## Libraries

In [1]:
import json
import pandas as pd
import numpy as np
import os
import matplotlib.pyplot as plt

## Config

In [2]:
from transformers import AutoTokenizer, AutoModelForSequenceClassification, TrainingArguments, Trainer, DataCollatorWithPadding
import evaluate
from sklearn.model_selection import train_test_split, cross_val_score
from datasets import DatasetDict, Dataset, load_dataset
import torch

In [3]:
# Load the config file
with open('../../config/config.json', 'r') as f:
    config = json.load(f)

file_path = config["data_loc"]

 ## Datasets

### Inference batch

In [4]:
# Define file path
file_name = "test_unlabeled.tsv"
final_path = os.path.join("..", file_path, file_name) 

# Load tsv file
inference_batch = pd.read_csv(final_path, sep='\t')
inference_batch['Title_Abstract'] = inference_batch['Title'] + " " + inference_batch['Abstract']
print(f"The inference batch has {inference_batch.shape[0]} observations and {inference_batch.shape[1]} columns.")
inference_batch.head()

The inference batch has 1097 observations and 5 columns.
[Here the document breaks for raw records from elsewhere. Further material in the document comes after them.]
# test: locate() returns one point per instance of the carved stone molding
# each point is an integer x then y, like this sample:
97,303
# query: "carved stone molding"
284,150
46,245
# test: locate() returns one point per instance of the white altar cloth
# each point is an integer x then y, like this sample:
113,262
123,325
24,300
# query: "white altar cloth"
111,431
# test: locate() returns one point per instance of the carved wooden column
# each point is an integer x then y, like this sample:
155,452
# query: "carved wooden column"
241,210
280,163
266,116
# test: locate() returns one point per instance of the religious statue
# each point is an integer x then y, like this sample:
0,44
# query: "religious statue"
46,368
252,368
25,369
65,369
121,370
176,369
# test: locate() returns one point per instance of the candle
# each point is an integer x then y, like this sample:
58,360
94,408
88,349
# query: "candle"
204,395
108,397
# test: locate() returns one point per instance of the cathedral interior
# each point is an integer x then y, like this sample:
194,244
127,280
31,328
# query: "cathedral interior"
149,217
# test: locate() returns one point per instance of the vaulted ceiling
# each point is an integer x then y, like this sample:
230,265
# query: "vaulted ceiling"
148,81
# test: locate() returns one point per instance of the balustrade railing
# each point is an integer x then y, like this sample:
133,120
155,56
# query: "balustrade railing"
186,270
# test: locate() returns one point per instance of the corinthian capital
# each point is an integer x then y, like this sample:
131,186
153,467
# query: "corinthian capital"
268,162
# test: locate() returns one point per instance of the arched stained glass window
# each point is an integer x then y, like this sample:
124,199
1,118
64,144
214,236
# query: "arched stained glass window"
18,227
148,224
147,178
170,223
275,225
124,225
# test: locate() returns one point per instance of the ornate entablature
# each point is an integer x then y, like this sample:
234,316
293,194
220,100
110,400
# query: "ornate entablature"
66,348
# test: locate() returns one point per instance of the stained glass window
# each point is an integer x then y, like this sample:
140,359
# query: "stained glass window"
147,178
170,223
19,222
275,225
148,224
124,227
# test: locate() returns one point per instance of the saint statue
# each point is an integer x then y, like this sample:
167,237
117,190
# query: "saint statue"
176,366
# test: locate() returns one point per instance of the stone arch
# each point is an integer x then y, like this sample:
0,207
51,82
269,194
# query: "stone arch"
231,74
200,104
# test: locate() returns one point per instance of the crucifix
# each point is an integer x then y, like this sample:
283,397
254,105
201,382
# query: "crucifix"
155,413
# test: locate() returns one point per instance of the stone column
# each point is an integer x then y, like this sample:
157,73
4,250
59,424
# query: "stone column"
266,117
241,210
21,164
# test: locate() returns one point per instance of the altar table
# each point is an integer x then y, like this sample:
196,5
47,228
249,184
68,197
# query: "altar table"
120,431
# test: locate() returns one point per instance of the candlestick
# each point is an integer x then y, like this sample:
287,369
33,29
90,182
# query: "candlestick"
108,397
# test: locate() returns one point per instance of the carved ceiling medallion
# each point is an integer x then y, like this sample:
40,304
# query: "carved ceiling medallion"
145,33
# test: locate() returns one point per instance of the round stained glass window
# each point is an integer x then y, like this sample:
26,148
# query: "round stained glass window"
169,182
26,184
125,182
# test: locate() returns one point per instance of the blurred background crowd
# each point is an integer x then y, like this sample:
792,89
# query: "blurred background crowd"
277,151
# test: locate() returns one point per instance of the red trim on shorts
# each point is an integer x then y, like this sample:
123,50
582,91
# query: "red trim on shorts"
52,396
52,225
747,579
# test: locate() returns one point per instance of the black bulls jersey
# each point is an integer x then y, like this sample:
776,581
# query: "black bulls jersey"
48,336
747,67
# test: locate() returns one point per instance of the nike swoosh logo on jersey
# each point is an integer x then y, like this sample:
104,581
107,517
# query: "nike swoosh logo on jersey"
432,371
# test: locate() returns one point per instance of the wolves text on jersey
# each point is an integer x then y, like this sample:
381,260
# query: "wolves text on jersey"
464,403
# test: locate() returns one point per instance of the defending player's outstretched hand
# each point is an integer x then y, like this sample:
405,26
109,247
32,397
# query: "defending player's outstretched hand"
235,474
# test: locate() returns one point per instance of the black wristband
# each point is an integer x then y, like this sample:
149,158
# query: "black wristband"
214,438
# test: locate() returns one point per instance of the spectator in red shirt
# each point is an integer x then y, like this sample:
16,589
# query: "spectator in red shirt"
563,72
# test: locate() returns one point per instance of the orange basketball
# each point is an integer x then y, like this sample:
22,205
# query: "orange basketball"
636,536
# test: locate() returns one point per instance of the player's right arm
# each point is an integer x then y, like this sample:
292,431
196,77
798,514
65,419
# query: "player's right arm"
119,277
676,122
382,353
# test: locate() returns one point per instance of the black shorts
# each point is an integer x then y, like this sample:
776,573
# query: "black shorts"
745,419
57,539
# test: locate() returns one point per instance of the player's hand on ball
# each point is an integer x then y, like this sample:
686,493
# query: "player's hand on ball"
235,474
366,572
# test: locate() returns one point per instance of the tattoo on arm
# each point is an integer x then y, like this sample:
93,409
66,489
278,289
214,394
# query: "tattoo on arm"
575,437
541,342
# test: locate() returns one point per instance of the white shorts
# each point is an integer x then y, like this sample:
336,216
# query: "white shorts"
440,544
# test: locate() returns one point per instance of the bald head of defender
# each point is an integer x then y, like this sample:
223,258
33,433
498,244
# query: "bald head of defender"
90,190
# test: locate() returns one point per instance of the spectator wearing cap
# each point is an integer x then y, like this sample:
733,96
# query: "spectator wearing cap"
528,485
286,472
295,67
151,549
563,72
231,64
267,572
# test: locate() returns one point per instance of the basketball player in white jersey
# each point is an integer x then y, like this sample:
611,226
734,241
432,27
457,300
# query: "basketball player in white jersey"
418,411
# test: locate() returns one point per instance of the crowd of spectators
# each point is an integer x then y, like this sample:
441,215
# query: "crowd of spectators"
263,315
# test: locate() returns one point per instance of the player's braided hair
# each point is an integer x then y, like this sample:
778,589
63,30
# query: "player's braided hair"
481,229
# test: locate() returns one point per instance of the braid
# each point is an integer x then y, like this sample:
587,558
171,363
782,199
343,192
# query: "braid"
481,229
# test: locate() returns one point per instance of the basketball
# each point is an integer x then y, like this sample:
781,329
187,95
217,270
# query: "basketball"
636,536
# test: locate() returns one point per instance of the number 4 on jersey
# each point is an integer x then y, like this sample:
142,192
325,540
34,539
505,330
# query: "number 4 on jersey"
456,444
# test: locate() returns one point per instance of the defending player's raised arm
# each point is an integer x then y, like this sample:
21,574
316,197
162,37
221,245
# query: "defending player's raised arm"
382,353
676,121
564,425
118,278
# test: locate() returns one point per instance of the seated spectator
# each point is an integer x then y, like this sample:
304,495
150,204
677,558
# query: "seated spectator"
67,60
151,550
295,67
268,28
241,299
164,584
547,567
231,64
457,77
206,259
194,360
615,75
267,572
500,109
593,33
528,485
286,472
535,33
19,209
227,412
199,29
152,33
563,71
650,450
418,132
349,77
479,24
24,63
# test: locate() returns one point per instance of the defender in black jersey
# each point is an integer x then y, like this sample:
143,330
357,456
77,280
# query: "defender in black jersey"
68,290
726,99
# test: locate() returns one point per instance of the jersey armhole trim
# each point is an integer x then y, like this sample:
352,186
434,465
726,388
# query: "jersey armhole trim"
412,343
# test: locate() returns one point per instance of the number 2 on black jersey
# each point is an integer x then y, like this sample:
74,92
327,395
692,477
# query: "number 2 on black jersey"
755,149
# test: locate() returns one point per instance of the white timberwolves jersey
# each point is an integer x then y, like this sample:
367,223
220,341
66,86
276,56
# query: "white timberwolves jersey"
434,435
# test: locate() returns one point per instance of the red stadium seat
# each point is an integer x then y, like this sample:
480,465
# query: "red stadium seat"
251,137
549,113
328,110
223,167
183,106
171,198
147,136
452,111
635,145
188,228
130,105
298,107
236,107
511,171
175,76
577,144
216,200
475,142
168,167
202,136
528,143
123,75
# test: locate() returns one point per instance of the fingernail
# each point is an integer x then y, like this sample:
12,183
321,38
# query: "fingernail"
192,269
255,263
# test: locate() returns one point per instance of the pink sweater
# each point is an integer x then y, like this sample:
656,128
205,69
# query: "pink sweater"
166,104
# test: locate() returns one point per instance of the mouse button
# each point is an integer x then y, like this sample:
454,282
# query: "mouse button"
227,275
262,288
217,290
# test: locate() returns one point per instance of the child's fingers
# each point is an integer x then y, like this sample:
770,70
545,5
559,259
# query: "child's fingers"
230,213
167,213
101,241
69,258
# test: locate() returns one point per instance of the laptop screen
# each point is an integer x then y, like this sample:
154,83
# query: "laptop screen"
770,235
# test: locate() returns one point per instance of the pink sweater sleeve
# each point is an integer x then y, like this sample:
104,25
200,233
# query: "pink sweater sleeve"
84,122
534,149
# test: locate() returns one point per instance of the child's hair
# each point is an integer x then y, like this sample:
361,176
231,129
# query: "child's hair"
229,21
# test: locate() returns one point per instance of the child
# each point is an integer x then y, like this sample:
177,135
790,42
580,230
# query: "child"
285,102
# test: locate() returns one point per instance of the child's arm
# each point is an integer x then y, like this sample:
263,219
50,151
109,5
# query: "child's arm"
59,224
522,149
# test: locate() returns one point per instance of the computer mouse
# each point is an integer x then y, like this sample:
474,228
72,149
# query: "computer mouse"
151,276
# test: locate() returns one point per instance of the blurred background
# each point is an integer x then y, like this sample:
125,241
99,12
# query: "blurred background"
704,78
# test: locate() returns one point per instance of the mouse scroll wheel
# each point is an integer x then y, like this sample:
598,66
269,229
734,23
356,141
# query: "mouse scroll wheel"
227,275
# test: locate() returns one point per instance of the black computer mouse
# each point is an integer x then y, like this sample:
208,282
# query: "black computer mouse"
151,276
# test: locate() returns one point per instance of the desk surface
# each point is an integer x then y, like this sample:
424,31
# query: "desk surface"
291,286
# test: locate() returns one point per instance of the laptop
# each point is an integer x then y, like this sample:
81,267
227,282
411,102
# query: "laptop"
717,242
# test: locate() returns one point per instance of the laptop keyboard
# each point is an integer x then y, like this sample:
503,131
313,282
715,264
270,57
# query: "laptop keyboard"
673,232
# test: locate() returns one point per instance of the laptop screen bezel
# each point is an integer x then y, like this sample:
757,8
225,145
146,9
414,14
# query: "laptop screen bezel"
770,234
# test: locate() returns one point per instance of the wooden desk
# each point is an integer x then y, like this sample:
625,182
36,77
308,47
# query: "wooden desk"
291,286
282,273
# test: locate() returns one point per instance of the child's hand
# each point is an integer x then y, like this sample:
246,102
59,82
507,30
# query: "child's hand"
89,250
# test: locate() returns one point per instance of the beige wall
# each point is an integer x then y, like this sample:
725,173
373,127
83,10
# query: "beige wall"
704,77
Unnamed: 0,PMID,Title,Abstract,Label,Title_Abstract
0,34902587,Detection of porcine circovirus type 3 DNA in ...,Porcine circovirus type 3 (PCV3) is regularly ...,0,Detection of porcine circovirus type 3 DNA in ...
1,35451025,Imputation of non-genotyped F1 dams to improve...,This study investigated using imputed genotype...,0,Imputation of non-genotyped F1 dams to improve...
2,34859764,Proposed multidimensional pain outcome methodo...,Castration of male piglets in the United State...,0,Proposed multidimensional pain outcome methodo...
3,35143972,Nanostructured lipid carriers loaded with an a...,Alopecia is a condition associated with differ...,0,Nanostructured lipid carriers loaded with an a...
4,34872491,Genome-wide expression of the residual lung re...,BACKGROUND: Acute or chronic irreversible resp...,0,Genome-wide expression of the residual lung re...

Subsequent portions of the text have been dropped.